The Democratic Majority under Judy Jacobs and County Executive Suozzi have spent that past few year cleaning up the mess left by Schmitt and the Gulotta Republicans. Schmitt’s pathetic attempts to shift blame merely hi-lights his contempt for Nassau voters. Mr. Schmitt’s deceptive mailings and outright lies in articles, letters and at local meetings brings me to quote Joseph Welch “Have you no sense of decency, sir, at long last? Have you left no sense of decency?”
Here's his letter:
Nassau Democrats voted to raise county property taxes 58 percent. That's an incontrovertible fact that Newsday ["Don't Believe GOP Distortions About Nassau Taxes," Viewpoints, Oct. 26] simply cannot credibly deny, notwithstanding the paper's unabashed bias.
The facts speak for themselves. As reported in the Oct. 28, 2000, edition of Newsday, the Democrat majority in the county legislature enacted a budget that increased county property taxes 15.4 percent. On Nov. 28, 2001, Newsday again reported that all 10 members of the Democrat legislative majority passed a budget increasing county property taxes 15 percent. Once again, on Oct. 29, 2002, Newsday reported that Democrats voted to increase county property taxes 19.4 percent.
Let's do some easy math. If you were paying $1,000 in taxes prior to the first Democrat vote to raise taxes 15.4 percent, you would have been paying $1,154 after their vote. Now, after the second Democrat vote to raise taxes (a 15-percent increase), you would have been paying $1,327.10. And after the third year of Democrat votes to increase taxes (the 19.4-percent tax increase), your taxes would have gone to $1,584.55.
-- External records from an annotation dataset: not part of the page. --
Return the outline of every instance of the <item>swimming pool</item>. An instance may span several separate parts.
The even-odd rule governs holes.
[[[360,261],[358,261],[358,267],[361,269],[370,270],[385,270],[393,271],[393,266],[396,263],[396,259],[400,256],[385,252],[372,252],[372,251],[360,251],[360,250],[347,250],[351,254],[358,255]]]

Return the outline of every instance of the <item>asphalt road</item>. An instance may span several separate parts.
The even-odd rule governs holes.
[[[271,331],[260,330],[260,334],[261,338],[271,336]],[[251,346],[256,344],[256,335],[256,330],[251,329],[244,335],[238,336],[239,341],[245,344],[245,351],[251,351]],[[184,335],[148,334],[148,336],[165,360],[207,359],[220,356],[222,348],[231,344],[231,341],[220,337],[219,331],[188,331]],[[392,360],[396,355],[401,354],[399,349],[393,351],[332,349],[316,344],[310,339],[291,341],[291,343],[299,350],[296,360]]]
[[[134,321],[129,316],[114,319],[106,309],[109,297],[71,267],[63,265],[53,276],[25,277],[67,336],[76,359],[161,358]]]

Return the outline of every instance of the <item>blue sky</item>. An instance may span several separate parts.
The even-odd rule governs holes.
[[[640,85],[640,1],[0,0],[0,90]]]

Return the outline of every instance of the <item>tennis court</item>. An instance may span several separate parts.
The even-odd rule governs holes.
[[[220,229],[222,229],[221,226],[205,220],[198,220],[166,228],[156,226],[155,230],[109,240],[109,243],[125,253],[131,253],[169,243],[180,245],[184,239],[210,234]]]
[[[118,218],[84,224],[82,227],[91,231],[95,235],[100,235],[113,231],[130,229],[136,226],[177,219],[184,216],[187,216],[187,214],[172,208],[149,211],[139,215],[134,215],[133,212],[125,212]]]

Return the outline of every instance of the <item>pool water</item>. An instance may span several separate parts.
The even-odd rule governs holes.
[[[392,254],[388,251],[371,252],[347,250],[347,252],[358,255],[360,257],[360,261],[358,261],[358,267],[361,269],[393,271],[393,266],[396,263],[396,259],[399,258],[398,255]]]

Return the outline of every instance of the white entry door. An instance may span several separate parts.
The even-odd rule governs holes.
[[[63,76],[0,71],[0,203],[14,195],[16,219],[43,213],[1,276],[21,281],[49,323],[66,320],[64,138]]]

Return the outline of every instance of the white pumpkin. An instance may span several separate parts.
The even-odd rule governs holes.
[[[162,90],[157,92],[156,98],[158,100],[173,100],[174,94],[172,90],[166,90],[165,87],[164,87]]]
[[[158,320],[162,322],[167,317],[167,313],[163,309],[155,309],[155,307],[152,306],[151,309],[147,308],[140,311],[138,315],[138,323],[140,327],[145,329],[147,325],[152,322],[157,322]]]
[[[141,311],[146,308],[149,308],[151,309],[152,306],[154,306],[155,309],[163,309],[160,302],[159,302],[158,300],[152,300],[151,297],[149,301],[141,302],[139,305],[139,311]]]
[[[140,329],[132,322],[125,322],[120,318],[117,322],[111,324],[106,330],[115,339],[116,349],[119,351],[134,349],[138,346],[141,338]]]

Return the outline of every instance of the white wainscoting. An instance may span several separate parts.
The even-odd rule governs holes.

If you start with a base of $1,000 and after successive increases you arrive at a new total of $1,584, you have undergone a 58-percent increase.
Yes, Newsday will contend that the full force of the Democrat votes to raise taxes were not felt by taxpayers because the Republican minority on the county legislature voted to sustain the very necessary vetoes that were issued against the Democrats' crippling tax-increase votes. But that doesn't change the fact that the Democrat majority on the county
legislature, in three successive years, voted to increase county property taxes a crippling 58 percent.
Higher taxes are the only real answer to the county's fiscal woes that Nassau Democrats have pursued during the years that they have been in the majority. Their first and last response has always been to raise taxes.
Newsday and columnist Lawrence C. Levy can try to twist and distort the truth all that they want. However, every homeowner in Nassau knows that their county property taxes have never been higher. And all anyone has to do is turn to the editions of Newsday that I've noted above to read in black and white that Nassau Democrats did vote to increase county property taxes 58 percent.